Les cris de désespoir des deux jeunes gens retentirent horriblement. Ils voulurent se précipiter dans les bras l’un de l’autre, mais les gardes les séparèrent brutalement et les entraînaient déjà dehors, alors que Renaud criait à l’injustice, mais on ne l’entendait plus. Gérard ressentit enfin se lever l’énorme oppression qui lui étreignait le cœur. Il regarda Héloïse en pleurs qui lui fit un signe de tête. Etienne de Perthes fit signe à Gérard d’approcher.

— Il m’aurait été difficile de condamner le fils d’un seigneur à mort. La situation est maîtrisée et il y aura exemplarité.

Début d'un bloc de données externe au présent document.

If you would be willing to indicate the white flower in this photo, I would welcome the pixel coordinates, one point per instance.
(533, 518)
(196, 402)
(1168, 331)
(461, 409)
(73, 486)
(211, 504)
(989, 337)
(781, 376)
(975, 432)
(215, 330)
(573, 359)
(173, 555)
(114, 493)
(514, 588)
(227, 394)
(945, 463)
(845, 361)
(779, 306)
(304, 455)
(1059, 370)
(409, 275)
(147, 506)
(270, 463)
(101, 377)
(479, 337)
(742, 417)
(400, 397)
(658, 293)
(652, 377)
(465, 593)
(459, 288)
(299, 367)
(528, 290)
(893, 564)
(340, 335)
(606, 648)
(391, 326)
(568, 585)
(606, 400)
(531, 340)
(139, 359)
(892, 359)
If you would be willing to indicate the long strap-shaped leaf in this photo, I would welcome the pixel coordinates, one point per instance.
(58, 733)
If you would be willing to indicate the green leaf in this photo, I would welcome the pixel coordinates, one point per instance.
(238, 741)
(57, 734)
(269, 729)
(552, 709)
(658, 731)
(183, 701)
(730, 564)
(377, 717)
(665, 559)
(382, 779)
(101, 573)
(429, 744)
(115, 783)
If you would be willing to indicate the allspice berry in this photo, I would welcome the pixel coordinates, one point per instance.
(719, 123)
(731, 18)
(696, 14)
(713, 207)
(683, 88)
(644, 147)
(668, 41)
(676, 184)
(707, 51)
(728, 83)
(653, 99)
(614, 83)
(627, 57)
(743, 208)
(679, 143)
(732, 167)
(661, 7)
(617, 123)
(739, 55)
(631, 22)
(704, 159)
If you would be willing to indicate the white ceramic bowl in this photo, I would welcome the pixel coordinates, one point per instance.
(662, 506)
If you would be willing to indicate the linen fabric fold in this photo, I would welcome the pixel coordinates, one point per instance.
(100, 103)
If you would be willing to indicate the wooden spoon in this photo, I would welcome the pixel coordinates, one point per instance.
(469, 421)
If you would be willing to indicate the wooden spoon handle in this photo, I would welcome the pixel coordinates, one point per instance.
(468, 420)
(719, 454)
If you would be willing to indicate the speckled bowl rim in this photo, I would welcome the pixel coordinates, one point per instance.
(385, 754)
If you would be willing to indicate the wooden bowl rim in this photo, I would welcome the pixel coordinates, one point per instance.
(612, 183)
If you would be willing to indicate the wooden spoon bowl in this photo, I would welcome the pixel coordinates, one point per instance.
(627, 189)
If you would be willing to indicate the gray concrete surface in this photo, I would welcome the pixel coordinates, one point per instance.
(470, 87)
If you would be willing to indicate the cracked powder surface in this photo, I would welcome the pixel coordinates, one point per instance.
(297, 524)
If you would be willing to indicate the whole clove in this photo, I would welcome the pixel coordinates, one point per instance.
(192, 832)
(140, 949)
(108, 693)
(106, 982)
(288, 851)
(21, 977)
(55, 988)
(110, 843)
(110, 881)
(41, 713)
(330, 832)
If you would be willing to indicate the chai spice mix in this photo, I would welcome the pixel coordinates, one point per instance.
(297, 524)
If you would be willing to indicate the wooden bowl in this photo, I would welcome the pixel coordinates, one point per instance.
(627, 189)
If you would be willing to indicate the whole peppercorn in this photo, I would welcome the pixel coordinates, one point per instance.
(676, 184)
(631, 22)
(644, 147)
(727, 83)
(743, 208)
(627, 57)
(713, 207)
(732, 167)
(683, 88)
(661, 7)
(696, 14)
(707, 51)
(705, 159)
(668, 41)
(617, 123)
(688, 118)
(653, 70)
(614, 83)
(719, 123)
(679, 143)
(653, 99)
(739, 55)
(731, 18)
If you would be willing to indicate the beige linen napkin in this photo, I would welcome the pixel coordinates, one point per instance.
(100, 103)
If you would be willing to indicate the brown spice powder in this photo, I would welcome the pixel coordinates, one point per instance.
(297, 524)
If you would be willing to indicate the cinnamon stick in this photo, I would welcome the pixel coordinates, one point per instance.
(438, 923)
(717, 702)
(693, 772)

Gérard baisa l’anneau et le prélat se retira. La foule commençait à se disperser.

Renaud demeurait prostré au fond de son cachot. En fin d’après-midi son père vint le voir. Les gardes ouvrirent la cellule. Il se campa devant son fils qui resta accroupi.

— Il ne te reste plus qu’à subir ta sentence dignement. J’ai fait en sorte que tu sois épargné.

— Mais Aubert ! c’est une infamie, ce qui arrive.

Gérard se baissa et remonta le menton de son fils. Il posa un regard affectueux.

— Je ne pouvais pas faire autrement. Tu t’appelles Renaud d’Eguisheim et le jeu était faussé dès le départ. Tu n’y peux rien.

— Je ne veux pas de cette vie, lui lança-t-il.

Gérard se releva avec un grand soupir et se retira. Plus tard en soirée, Geneviève vint le voir. On lui ouvrit également la porte et les laissa tranquilles. Manifestement les consignes avaient changé. Geneviève garda longtemps son frère dans ses bras pour calmer ses pleurs.